Our analysis suggests the current practice remains some potential to be improved as actual oxygen flow rate administered by intensivists showed more than fifty percent discrepancy with RL-oxygen recommendations. Importantly, we observe that RL-oxygen tends to prescribe lower oxygen flow rate than physician’s prescribed rates but leads to better outcomes. This finding is especially important in the context of the ongoing and persistent medical oxygen shortages in some developing regions. As COVID-19 patient-care protocols have evolved, medical-grade oxygen is still considered as an essential resource to treatments for critically ill patients. In regions such as Africa, Middle East, and Asia, the surge in demand for medical oxygen to treat COVID-19 exacerbates preexisting gaps in medical-oxygen supplies, leading to substantial supply shortages.

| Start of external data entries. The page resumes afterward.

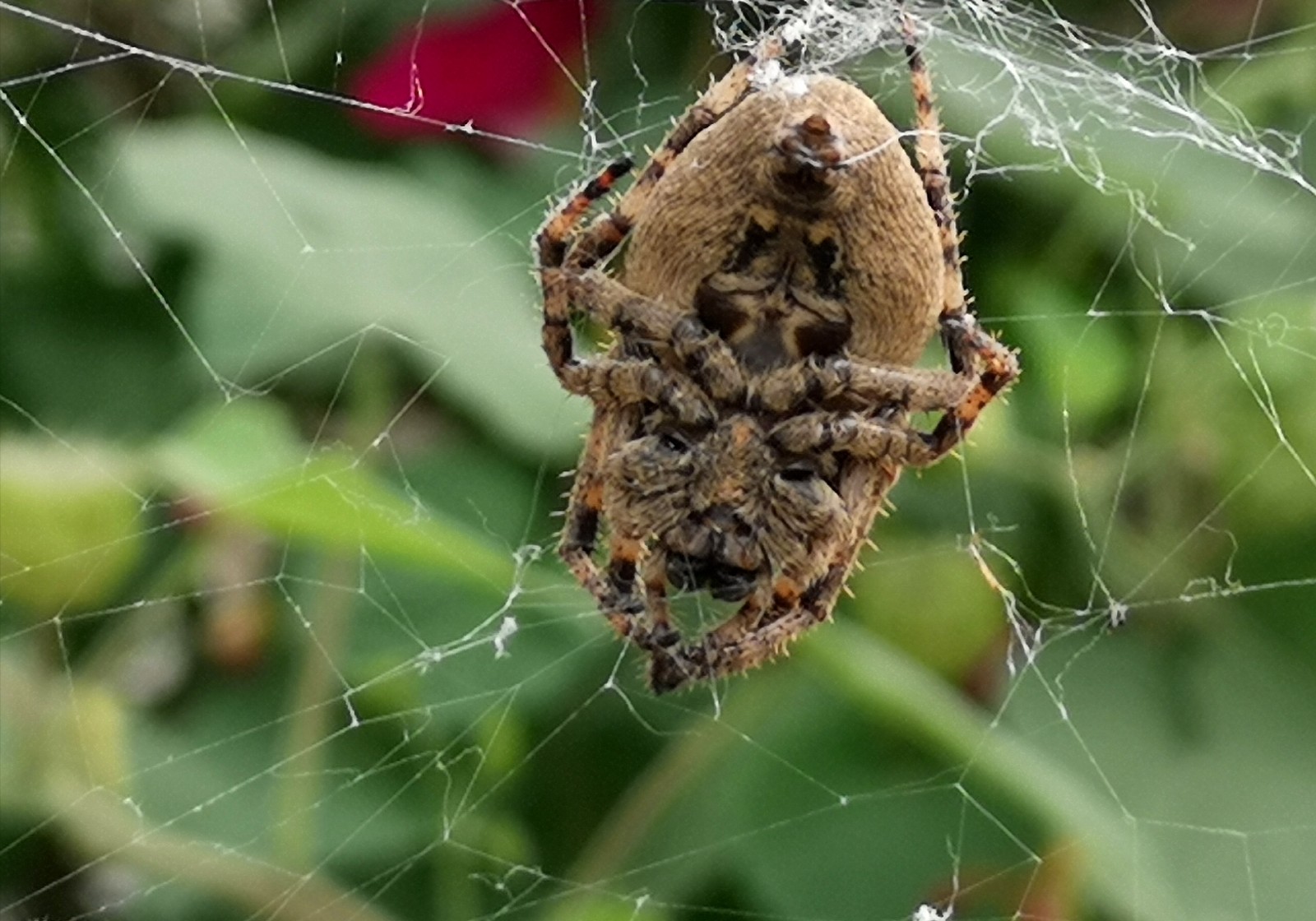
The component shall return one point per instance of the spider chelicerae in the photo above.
(785, 267)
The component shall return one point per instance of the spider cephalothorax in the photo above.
(785, 269)
(725, 506)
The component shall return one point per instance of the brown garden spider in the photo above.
(785, 269)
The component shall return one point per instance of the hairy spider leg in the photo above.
(609, 230)
(966, 342)
(615, 590)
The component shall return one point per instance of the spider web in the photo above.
(282, 632)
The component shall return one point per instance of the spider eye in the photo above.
(673, 442)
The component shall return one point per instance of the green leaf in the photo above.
(302, 254)
(72, 525)
(243, 462)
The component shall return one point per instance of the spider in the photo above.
(785, 267)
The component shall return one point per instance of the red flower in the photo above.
(499, 70)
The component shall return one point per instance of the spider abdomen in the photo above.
(782, 275)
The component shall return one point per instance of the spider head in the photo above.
(723, 506)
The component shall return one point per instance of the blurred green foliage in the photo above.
(262, 516)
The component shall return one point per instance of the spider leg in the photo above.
(966, 342)
(859, 386)
(702, 355)
(862, 437)
(607, 230)
(761, 632)
(612, 589)
(627, 382)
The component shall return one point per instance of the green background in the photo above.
(263, 519)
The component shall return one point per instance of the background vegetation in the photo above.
(262, 519)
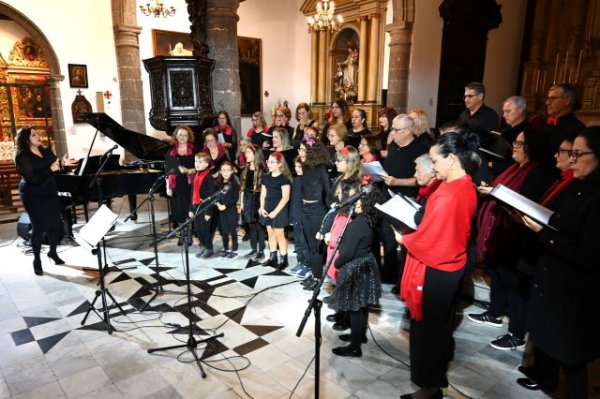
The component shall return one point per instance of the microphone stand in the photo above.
(102, 292)
(316, 305)
(191, 343)
(158, 288)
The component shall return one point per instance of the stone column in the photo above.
(322, 67)
(221, 31)
(128, 64)
(373, 75)
(58, 124)
(314, 66)
(400, 48)
(362, 60)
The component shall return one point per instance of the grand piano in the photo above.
(117, 181)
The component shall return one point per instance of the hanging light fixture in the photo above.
(325, 19)
(157, 9)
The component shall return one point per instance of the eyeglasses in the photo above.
(575, 155)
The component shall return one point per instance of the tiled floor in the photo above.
(46, 352)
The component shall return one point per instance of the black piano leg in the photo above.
(132, 206)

Our analysis also identified some clinical patterns that RL-oxygen particularly works well. For example, patients with high risk (i.e., of age older than 75) observed higher efficacies than patients aged between 50 and 75 by using relatively lower averaged oxygen flow rate than actually administered. RL-oxygen also recommends a higher averaged oxygen flow rate may improve the health outcomes for patients aged from 50 to 65. Moreover, we also notice significant therapeutic discrepancies in patients with stroke and diabetes comorbidities. In both cases, RL-oxygen recommended higher averaged oxygen flow rate than doctors while showing a significant reduction in estimated mortality. In fact, these findings agree with recent studies which reported that “stroke survivors who underwent COVID-19 developed more acute respiratory distress syndrome and received more noninvasive mechanical ventilation” [31] and “diabetic patients required more oxygen therapy (60% vs. 26.9%)” [32].

Although our evaluation methodology controls for several confounding factors and shows high validation accuracy, sample scarcity and a large proportion of missing value may increase estimation uncertainty and affect the treatment recommendations. Larger training data are necessary to cover more of the state space and improve the policy optimization. Moreover, the COVID-19 cohort from NYULH may not be representative of the U.S. COVID-19 population or the oxygen clinical practices in other countries. To ultimately validate the efficacy of the RL algorithm, randomized clinical trials with patients randomly assigned to RL and clinician oxygen therapy would be needed.

Conclusion

Through analyzing the EHR data from multiple ambulatory care centers, we demonstrated the feasibility of using reinforcement learning based oxygen therapy to improve the intensive care for COVID-19 patients. The RL-oxygen showed medium concordance (44%) with the current practice of critical care physicians. For all COVID-19 patients requiring oxygen therapy, RL recommendations significantly reduce the mortality rate compared to the current practice. The algorithm has the potential to be integrated into the clinical decision support system and assist physicians to provide timely personalized recommendations of oxygen flow rate for COVID-19 patients in ICU.